Wow, Ubuntu 10.4 OpenGL performance is equal to Win7 and better than Mac? thats impressive!


----------



## Easy Rhino (May 12, 2010)

Ninkobwi said:


> Wow, Ubuntu 10.4 OpenGL performance is equal to Win7 and better than Mac? thats impressive!



indeed. we could be seeing a big swing toward linux in the next 5 years if steam and valve push their devs to create games for linux.


----------



## DannibusX (May 12, 2010)

AWESOME.

Now, I have to get comfortable with Linux.  I've messed around with a couple of distros, but never really got into it because of the lack of mainstream games.


----------



## DonInKansas (May 12, 2010)

Easy Rhino said:


> if they can start coding games like l4d for linux i may be completely done with microsoft.



And maybe you'll stop being the last guy getting a game loaded.


----------



## Easy Rhino (May 12, 2010)

DonInKansas said:


> And maybe you'll stop being the last guy getting a game loaded.


----------



## devguy (May 12, 2010)

I am glad to hear that currently available games on Linux will available through Steam, like Doom 1/2/3, ET:QW, Prey, UT2k4, etc.  Although, I question their premise that this event may make Unreal Tournament 3 show up for Linux after all.

In case none of you all are aware, the term Epic Fail came from the pathetic attempt and cover up of the Unreal Tournament 3 port to Linux/Mac.


----------



## Easy Rhino (May 14, 2010)

i get more excited about this everyday! i hope they can deploy the new platform in the coming months.


----------



## Delta6326 (May 14, 2010)

im happy that the game market is getting bigger and bigger, hopefully this will make some better games come out know that any computer can run it os wise


----------



## A Cheese Danish (May 15, 2010)

Easy Rhino said:


> if they can start coding games like l4d for linux i may be completely done with microsoft.



+1 This is great news!
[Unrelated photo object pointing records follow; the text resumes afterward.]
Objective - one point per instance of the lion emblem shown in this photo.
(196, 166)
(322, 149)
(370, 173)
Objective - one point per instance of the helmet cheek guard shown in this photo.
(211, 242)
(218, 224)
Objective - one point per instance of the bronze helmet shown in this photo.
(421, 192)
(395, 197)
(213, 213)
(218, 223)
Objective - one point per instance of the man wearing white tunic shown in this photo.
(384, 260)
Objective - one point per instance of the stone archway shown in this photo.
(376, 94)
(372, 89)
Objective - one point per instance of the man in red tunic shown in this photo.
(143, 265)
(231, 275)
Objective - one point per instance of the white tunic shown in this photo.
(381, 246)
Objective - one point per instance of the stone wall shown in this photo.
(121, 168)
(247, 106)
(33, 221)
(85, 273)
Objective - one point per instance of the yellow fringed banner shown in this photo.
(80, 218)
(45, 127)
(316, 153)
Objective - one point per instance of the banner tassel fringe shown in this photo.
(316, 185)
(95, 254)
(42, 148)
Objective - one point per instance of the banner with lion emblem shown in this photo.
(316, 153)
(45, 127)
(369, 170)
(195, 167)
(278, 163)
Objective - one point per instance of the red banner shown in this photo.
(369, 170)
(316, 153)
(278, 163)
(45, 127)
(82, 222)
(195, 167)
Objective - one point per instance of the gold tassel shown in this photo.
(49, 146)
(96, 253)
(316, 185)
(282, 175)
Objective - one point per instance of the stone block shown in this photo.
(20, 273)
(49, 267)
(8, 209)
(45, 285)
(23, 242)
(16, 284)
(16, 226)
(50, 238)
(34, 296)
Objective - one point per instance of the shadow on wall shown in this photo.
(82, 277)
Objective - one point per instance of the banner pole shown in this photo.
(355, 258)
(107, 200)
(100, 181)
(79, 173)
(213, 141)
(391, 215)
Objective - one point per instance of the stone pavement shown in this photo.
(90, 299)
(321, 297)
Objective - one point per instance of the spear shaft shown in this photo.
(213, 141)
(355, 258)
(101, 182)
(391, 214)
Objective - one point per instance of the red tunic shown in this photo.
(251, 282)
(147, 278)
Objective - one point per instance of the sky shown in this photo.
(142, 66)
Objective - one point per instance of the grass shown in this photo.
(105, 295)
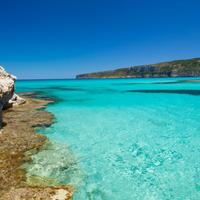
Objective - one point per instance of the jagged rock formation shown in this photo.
(177, 68)
(7, 89)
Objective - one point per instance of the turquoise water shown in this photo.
(121, 139)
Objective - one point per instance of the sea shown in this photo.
(121, 139)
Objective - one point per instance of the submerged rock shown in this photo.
(8, 97)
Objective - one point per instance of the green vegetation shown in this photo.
(190, 67)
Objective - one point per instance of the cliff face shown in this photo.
(190, 67)
(7, 95)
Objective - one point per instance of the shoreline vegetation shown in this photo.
(18, 136)
(177, 68)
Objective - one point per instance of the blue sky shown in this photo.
(62, 38)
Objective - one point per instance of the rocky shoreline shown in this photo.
(17, 137)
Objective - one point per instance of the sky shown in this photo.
(41, 39)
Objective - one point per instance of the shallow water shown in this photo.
(122, 138)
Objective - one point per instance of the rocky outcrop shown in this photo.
(7, 89)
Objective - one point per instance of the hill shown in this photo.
(177, 68)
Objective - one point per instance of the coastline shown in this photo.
(17, 137)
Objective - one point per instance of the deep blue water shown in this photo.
(121, 139)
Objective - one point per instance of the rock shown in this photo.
(7, 88)
(16, 100)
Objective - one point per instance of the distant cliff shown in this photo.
(190, 67)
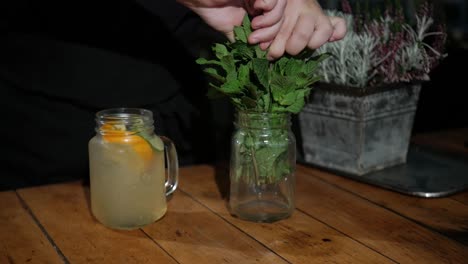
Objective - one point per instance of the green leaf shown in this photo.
(246, 25)
(228, 64)
(249, 102)
(266, 102)
(214, 93)
(280, 86)
(220, 50)
(242, 51)
(243, 75)
(203, 61)
(292, 67)
(289, 98)
(214, 74)
(260, 67)
(261, 54)
(231, 87)
(239, 34)
(298, 104)
(281, 64)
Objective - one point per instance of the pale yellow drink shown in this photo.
(127, 191)
(127, 170)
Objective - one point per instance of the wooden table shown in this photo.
(337, 221)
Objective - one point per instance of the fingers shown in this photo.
(339, 28)
(266, 34)
(301, 35)
(270, 16)
(322, 33)
(278, 46)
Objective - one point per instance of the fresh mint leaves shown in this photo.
(242, 73)
(255, 85)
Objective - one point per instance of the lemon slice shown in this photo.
(156, 143)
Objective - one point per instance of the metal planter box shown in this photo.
(358, 133)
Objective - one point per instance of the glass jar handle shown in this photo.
(172, 165)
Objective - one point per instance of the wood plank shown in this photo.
(299, 239)
(193, 234)
(21, 240)
(63, 210)
(452, 141)
(442, 214)
(461, 197)
(385, 231)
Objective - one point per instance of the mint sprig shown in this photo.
(242, 73)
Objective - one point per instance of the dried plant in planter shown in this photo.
(383, 48)
(360, 118)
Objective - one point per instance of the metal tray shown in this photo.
(427, 173)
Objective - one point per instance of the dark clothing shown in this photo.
(61, 61)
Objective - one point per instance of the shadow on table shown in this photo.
(222, 179)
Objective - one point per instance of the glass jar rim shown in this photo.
(132, 118)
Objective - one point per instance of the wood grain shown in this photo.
(63, 210)
(461, 197)
(299, 239)
(193, 234)
(442, 214)
(452, 141)
(391, 234)
(21, 240)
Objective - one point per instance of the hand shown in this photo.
(303, 24)
(223, 15)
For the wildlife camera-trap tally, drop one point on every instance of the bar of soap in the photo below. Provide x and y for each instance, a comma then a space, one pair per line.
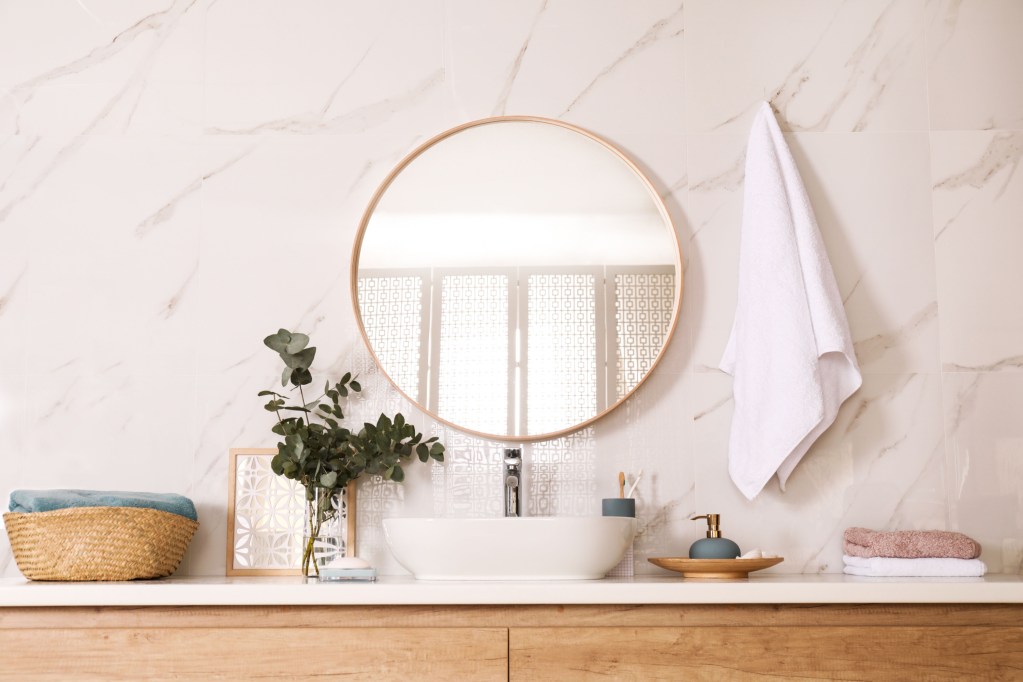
349, 562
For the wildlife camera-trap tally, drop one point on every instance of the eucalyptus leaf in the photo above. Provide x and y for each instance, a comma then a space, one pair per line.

I could finally run 1 OS on my laptop!


----------



## Phxprovost (May 15, 2010)

good now get nvidia and ati to actually make *REAL* drivers for linux and we are golden


----------



## Killer_Rubber_Ducky (May 17, 2010)

Phxprovost said:


> good now get nvidia and ati to actually make *REAL* drivers for linux and we are golden



When can we get the source to build from?


----------